Rosemary’s Baby is about a woman slowly losing her entire community to a satanic cult. She is brutally raped in her sleep by Satan, and her husband… covers for Satan, and tells her it’s no big deal, and downplays the rape to a marital necrophiliac fantasy (yikes!). No one believes Rosemary when she tells them what’s going on, but we do, because we’ve seen it all happening to her.
It’s difficult to reconcile this somewhat sympathetic framing alongside Polanski’s own brutal rape allegations. It’s difficult to reconcile the ways Rosemary’s Baby plays with baseless ancient Jewish blood libel conspiracy theories (the doctor’s last name had to be Saperstein?) alongside Polanski’s Jewish heritage and Holocaust survivor status. It’s hard to believe a person could make a movie that condemns himself, but Woody Allen does it all the time. I guess there is a history of troubled people working out that trouble through the art they produce.
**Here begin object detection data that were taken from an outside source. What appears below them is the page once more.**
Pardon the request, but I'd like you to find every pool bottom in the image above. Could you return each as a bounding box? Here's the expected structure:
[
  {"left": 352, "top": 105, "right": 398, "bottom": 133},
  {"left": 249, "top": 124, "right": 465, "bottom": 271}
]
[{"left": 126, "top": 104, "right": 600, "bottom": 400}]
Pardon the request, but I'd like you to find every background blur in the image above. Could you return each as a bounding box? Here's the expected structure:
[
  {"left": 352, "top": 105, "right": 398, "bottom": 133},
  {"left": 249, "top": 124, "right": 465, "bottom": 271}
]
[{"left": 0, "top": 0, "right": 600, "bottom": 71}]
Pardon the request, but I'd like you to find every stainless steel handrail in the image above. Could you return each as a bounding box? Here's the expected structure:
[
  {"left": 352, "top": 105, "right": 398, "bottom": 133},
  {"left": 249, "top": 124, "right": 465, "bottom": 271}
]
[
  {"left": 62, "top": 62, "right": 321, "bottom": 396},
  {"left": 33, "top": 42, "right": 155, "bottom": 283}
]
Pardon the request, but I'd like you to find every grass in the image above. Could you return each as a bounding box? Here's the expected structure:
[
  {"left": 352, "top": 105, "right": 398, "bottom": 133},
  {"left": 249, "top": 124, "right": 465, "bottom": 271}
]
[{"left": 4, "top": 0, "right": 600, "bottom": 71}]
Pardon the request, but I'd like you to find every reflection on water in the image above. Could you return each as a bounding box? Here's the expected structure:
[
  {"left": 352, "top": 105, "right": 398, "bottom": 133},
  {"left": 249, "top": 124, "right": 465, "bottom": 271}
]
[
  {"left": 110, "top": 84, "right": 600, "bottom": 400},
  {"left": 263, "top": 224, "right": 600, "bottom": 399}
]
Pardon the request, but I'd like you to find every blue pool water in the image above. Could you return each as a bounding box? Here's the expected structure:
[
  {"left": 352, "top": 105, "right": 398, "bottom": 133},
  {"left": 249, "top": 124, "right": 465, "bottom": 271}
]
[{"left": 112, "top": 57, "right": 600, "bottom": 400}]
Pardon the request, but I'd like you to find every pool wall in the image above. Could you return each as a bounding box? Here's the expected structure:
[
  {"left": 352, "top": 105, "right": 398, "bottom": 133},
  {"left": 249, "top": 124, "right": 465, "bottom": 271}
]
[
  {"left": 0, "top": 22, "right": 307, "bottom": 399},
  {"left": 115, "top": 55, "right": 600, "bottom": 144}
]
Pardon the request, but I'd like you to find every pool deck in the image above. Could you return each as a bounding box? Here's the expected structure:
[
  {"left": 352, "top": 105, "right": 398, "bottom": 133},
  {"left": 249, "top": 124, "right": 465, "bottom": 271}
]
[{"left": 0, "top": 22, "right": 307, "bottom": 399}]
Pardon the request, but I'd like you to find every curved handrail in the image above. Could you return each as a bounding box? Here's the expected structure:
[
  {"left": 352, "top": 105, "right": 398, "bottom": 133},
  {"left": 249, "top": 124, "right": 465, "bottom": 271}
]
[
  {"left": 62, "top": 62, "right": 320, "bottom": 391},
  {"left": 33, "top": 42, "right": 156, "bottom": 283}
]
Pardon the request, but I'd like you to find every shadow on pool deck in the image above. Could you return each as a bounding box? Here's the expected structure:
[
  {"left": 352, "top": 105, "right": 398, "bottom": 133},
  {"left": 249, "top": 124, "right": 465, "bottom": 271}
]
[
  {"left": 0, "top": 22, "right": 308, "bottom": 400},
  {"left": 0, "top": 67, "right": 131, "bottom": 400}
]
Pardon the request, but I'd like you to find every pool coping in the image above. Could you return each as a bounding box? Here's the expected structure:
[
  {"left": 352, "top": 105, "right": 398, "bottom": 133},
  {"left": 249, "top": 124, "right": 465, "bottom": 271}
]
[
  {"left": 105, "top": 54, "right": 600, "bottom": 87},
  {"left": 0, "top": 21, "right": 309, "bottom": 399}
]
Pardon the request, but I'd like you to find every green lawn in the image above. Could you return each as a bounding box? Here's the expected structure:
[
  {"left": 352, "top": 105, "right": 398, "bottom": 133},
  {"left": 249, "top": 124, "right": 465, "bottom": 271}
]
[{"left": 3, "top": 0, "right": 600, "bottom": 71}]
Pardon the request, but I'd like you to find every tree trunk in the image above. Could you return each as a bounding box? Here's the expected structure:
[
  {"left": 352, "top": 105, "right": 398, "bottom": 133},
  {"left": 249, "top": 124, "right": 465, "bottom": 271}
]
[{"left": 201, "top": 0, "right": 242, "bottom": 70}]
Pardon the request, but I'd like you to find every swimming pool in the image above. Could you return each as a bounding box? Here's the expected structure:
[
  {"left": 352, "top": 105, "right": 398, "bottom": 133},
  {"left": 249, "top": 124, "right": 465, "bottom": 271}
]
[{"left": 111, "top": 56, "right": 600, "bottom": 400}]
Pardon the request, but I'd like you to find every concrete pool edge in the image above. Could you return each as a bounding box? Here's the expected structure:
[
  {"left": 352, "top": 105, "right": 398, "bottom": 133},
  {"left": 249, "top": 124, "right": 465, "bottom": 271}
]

I wonder about tongue-in-cheekness in Rosemary’s Baby. I wonder what it would have been like to watch it in 1968, with none of the context of the 50+ years of movies that came after. My friend and I caught on to Guy’s involvement in the cult relatively early on. When we talked about it after, we figured out that it was because we saw Rosemary and Guy’s relationship as antiquated and old fashioned. Rosemary as lonely housewife to Guy’s struggling actor breadwinner in this big, beautiful apartment seemed unrealistic, and therefore fishy. But — Rosemary’s Baby came out in 1968, and takes place in 1966. 1968 is the year they killed MLK and RFK, the year of massive social upheaval, the year before Woodstock. Wouldn’t Rosemary and Guy’s relationship also have seemed antiquated and unrealistic, and therefore fishy, back then?
There’s no way to know how people experienced this movie when it was new, but it is pretty special that it still works 50 years later, with so many successors, and so much pain and awfulness surrounding its director.